叶小桥和两个理发店员工合租的房子在厂区外不远处。武舟把车停在巷子口,徒步沿着红砖围墙走了进去。按刚才姓刘的师傅所给方位,目标应该就是那栋三层灰色水泥墙面的小楼。
三楼阳台上晾的灰白条纹秋衣一下子把武舟吸引了上去。这是他们在网上打折季的时候买的,一人一件。
登上最后一级台阶后,武舟却放缓了步子。他心脏乱跳,体验着唯他独有的近“桥”情怯。
站在门前,他不许自己贸然行事。沿木门看了一圈,并未发现门铃,就这样“合理”地又耗去些时间。深吸气,抬手刚准备轻叩,门开了。里面走出来两个发色斑斓造型奇特的年轻人。他们低声说着话,看见陌生人,只粗略打量一眼。没等武舟道明来意说完“请问叶……”,他们颇为不耐地点点头,便继续交谈着下楼去了。
武舟进了客厅。最醒目处摆着餐桌。桌上两只塑料快餐盒里盛着残留的面汤。面汤冒着热气。热气氤氲之中,几只木筷横七竖八……此番乱象,这等潦草,绝非叶老师的手笔。它让武舟想到刚才匆匆离开的两个人,想必用完午餐赶去谋生了。
生活秩序尚且无暇料理,施与友善则更加奢侈吧!他自知想法不免偏狭。
如此,这所房子连同里边的住客,顿时变得堪忧起来。疏离冷漠的环境里,本就清冷寡言的叶小桥,已经度过了无数个沉默以对的夜晚。武舟不禁作如是揣测。但无论如何,这种境况必须终结在今天!他暗自决定。
三个房间里最靠近厨房的一间门关着,料想便是叶老师栖身之所在。武舟敲了两下,屋里没动静。他试着绞动门锁轻推,看见渐渐张大的门缝里,房间主人正倚在床头小憩。
他受伤的脚搁在床沿,下面用枕头垫高。他面部侧向阳台,后脑勺被靠枕揉搓出了乱发。熟悉的天然棕黄,洁净柔软的发质,嗅觉记忆中那一蓬遥远的清新发香……它们此刻正勾出温柔的指尖,诱武舟步步向前。
“叶老师啊,一个世纪没见了吧?”武舟轻声自语。
武舟移到叶小桥身边,想将他另一只垂地的脚托起挪到床上。
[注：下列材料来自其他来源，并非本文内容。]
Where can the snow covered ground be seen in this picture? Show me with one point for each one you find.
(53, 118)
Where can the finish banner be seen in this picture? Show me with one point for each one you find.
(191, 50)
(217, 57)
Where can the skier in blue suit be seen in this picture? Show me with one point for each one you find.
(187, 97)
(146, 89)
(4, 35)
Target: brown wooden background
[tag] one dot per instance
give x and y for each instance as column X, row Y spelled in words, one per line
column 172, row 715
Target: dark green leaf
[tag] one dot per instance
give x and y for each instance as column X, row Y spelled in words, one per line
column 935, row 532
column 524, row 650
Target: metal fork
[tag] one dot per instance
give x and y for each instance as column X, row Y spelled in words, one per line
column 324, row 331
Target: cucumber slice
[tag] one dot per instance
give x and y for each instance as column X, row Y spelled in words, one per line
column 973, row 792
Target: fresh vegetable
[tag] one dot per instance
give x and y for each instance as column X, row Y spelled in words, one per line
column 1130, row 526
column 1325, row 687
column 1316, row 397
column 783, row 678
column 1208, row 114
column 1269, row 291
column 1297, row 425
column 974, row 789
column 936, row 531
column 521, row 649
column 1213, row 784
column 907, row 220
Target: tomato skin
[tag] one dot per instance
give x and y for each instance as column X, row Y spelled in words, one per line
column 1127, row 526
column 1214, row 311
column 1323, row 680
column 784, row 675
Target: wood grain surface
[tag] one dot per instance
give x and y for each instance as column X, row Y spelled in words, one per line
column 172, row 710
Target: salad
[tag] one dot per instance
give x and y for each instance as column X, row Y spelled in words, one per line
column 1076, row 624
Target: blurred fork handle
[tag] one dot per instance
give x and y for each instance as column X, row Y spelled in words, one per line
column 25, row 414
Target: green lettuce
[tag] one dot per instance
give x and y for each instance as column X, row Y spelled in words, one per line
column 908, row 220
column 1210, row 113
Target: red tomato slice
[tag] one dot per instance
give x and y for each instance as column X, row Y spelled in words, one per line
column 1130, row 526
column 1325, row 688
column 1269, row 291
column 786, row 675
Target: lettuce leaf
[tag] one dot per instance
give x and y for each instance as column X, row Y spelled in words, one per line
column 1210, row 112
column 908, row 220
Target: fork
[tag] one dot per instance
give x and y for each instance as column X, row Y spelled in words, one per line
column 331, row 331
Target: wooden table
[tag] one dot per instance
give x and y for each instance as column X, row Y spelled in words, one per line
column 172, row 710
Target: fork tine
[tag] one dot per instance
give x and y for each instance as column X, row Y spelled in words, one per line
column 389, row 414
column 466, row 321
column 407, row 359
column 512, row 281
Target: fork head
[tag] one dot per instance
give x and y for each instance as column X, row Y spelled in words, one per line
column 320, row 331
才刚握住腿肚子,叶小桥惊醒了过来。
他本能地瞪大眼睛,身体紧缩。但在看清武舟的一刻,眼里的惊惧变为惊讶。
“别怕,是我啊,叶老师!”武舟伸手拖了把椅子,靠床边坐下。
“大……?你怎么找来的?”叶小桥面对这突然降临的身影,心中五味杂陈。
“叶老师,你真不要我了吗?电话不回。”
“别说话!我要缓一下。”叶小桥勒令武舟闭嘴。他觉得完全静止状态下的人脸,才能达到档案照片的效果,便于他进一步辨明真伪。他一边核实,一边感到无措。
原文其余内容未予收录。